Vor zwei Jahren hat sich David Letterman mit seiner Late-Night-Show verabschiedet. Er wurde gefeuert, wie er immer wieder betont – auch in der neuen Show, mit der er jetzt bei Netflix zurückkehrt. Gleich zu Beginn scheint er noch ganz der Alte, doch schnell merkt man – wir bekommen hier einen milden Letterman zurück, was der Sendung aber nicht schadet.
Immerhin ist Lettermans Rückkehr so bemerkenswert, dass wir hier auch einmal ein Offtopic-Review einstreuen. Denn über 30 Jahre hat er die Fernsehlandschaft geprägt, nicht nur in den USA, sondern mit seiner Art, eine Late-Night-Show zu gestalten, auch in Deutschland. Zurück zur neuen Show: Pro Sendung lädt sich Letterman einen Gast ein, der jeweils so prominent ist, dass er keiner Vorstellung bedarf – deswegen auch der etwas sperrige Sendungstitel. Gelandet ist Letterman mit der Show bei Netflix, was ihn im Intro gleich zu ein paar Späßen reizt. „Kennen Sie Netflix?“, fragt er sein Publikum, um gleich darauf hinzuweisen, dass er sich sicher sei, dass man von Netflix vor dem Fernseher radioaktiv verstrahlt werde.

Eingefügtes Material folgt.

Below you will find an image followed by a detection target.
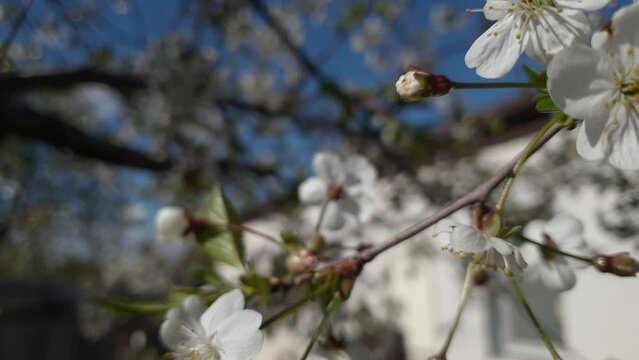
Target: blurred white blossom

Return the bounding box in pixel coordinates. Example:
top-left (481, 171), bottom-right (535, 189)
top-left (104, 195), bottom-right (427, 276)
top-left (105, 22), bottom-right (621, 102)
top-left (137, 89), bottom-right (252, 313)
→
top-left (521, 214), bottom-right (589, 291)
top-left (433, 220), bottom-right (527, 278)
top-left (298, 152), bottom-right (377, 230)
top-left (160, 289), bottom-right (264, 360)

Schön ist auch die vorgeschaltete Homestory von David Letterman, die ihn in seinem Home Office zeigt, wo er versucht, sich seinen ersten prominenten Gast zu angeln. Er glaubt schließlich, dass er ein Nein bekommen wird, doch wenige Momente später sehen wir Letterman auf einer Bühne in New York stehen, wie er das Publikum auf seinen – noch geheimen – Gast vorbereitet. Einer darf raten und mit Clinton scheitern, der andere ist Mitarbeiter der Sendung und darf nichts fragen. Dann löst Letterman das Rätsel auf und einen Begeisterungssturm beim Publikum aus: Es ist Barack Obama.

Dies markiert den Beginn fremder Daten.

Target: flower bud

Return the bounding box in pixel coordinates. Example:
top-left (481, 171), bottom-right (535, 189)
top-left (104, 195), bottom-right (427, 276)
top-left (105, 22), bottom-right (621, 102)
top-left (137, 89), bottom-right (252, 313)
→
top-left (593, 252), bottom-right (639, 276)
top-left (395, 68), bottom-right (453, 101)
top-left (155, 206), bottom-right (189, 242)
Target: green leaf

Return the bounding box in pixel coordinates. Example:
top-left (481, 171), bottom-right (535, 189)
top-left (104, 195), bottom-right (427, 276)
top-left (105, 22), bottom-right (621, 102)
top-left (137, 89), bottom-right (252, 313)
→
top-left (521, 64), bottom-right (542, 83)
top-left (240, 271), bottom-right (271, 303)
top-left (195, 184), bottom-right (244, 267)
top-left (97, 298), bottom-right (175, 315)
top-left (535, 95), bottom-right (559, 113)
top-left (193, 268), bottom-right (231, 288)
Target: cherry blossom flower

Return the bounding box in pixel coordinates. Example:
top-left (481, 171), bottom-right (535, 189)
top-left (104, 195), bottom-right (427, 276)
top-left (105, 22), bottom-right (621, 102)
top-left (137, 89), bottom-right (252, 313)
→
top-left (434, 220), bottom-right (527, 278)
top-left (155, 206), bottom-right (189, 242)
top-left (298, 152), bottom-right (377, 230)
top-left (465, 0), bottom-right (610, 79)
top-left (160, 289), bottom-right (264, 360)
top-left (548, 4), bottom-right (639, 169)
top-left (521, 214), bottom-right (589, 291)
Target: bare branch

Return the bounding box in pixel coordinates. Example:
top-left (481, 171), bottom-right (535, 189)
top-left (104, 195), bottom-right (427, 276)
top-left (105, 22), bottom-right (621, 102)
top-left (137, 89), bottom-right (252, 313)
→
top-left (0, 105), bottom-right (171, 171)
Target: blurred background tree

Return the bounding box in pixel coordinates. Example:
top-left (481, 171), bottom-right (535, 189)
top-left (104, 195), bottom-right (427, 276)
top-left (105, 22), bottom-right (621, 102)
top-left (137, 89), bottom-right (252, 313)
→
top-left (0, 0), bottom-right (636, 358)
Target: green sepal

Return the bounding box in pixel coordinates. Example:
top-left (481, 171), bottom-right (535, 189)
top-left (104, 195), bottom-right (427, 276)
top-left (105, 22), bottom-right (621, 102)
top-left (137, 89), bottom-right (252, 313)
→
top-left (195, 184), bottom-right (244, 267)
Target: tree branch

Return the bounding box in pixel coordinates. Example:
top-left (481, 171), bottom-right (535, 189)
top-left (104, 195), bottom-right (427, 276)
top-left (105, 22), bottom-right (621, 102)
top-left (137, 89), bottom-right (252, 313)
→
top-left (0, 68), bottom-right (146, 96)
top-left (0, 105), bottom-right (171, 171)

In der Folge entwickelt sich ein launiges Gespräch zwischen den beiden. Man merkt, dass sich beide schätzen, und keiner ist sich zu schade, dem anderen einen Spruch zu stecken oder eine verdeckte Anspielung zu machen. Trump wird übrigens kein einziges Mal während des Gesprächs erwähnt – doch auch hier nutzen beide diverse Anspielungen, um dem Amtsnachfolger Obamas einen mitzugeben. Dazwischen wird’s sehr privat auf beiden Seiten, uns es macht einfach Spaß, beiden zuzuhören. Zwischendurch drehen sich auch die Rollen: Auf einmal wird Obama Interviewer, bis ihn Letterman darauf hinweist, dass er eigentlich derjenige sei, der hier die Fragen stellt. Das Entertainment-Potenzial bei Obama ist ja nicht neu (man denke nur an seine Auftritte bei Seinfeld oder Jimmy Fallon), aber man stellt sich dann irgendwann die Frage: Warum gibt kein Sender diesem Mann eine Show? Lasst ihn einfach reden, mit Menschen sprechen – wunderbar. Auch hier: Es ist ein gutes Gespräch – Letterman gibt sich interessiert und fast ehrfürchtig, Obama gewohnt jovial und weltoffen. Das Gespräch der beiden, die in zwei Sesseln auf einer sonst leeren Bühne platziert sind, entwickelt sich zu einer Art Hommage an das gute alte Amerika. Man wird als Zuschauer fast selbst melancholisch, wenn man sieht, welche Größen sich da begegnen, und wie sehr sie der Welt eigentlich fehlen.
Zur Auflockerung gibt es zwischendurch einen Einspielfilm zur Edmund Pettus Bridge in Selma. Letterman hat vor Ort mit John Lewis gesprochen, und beide sind sich einig darüber, dass Obama wohl doch ein ziemlich guter Präsident gewesen ist – um es einmal zurückhaltend auszudrücken. Ganz offen spricht es Letterman zum Abschied noch einmal aus, und dann schreiten die beiden großen Männer wieder von der Bühne. Witzig wird’s dann nochmal hinter der Bühne, wenn der alte Letterman aus diesem 70-Jährigen mit dem langen grauweißen Bart herausbricht und er gleich die Kameramänner anfaucht. Aber Obama, ganz Staatsmann, nimmt Letterman zurück, sie wiederholen den Abgang nochmal, und alles ist gut in Amerika. Zumindest für diese eine Stunde.